The Annual Review of Sociology is helmed by the editor or the co-editors. The editor is assisted by the editorial committee, which includes associate editors, regular members, and occasionally guest editors. Guest members participate at the invitation of the editor, and serve terms of one year. All other members of the editorial committee are appointed by the AR board of directors and serve five-year terms. The editorial committee determines which topics should be included in each volume and solicits reviews from qualified authors.
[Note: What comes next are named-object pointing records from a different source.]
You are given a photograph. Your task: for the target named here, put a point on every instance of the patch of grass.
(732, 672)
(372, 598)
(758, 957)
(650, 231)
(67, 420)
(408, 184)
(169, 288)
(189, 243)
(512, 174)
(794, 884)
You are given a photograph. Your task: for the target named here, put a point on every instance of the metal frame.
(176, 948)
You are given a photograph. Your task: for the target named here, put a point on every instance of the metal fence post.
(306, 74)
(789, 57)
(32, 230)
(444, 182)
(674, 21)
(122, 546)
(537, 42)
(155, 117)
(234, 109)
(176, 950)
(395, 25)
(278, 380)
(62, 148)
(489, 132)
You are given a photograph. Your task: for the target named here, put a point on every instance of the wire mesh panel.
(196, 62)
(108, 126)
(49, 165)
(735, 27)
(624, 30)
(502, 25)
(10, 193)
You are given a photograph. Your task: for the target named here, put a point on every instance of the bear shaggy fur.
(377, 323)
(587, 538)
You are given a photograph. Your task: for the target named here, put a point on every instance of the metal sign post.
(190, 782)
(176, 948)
Unsolicited manuscripts are not accepted. Peer review of accepted manuscripts is undertaken by the editorial committee.

===Editors of volumes===
Dates indicate publication years in which someone was credited as a lead editor or co-editor of a journal volume. The planning process for a volume begins well before the volume appears, so appointment to the position of lead editor generally occurred prior to the first year shown here. An editor who has retired or died may be credited as a lead editor of a volume that they helped to plan, even if it is published after their retirement or death.

- Alex Inkeles (1975-1977; 1979-1980)
- Ralph H. Turner (1978; 1981-1986)
- William Richard Scott (1987-1991)
- Judith Blake (1992-1993)
- John L. Hagan (1994-1997)
- Hagan and Karen S. Cook (1998-2004)
- Cook and Douglas Massey (2005-2023)
- Massey and Mary C. Waters (August 2023-present).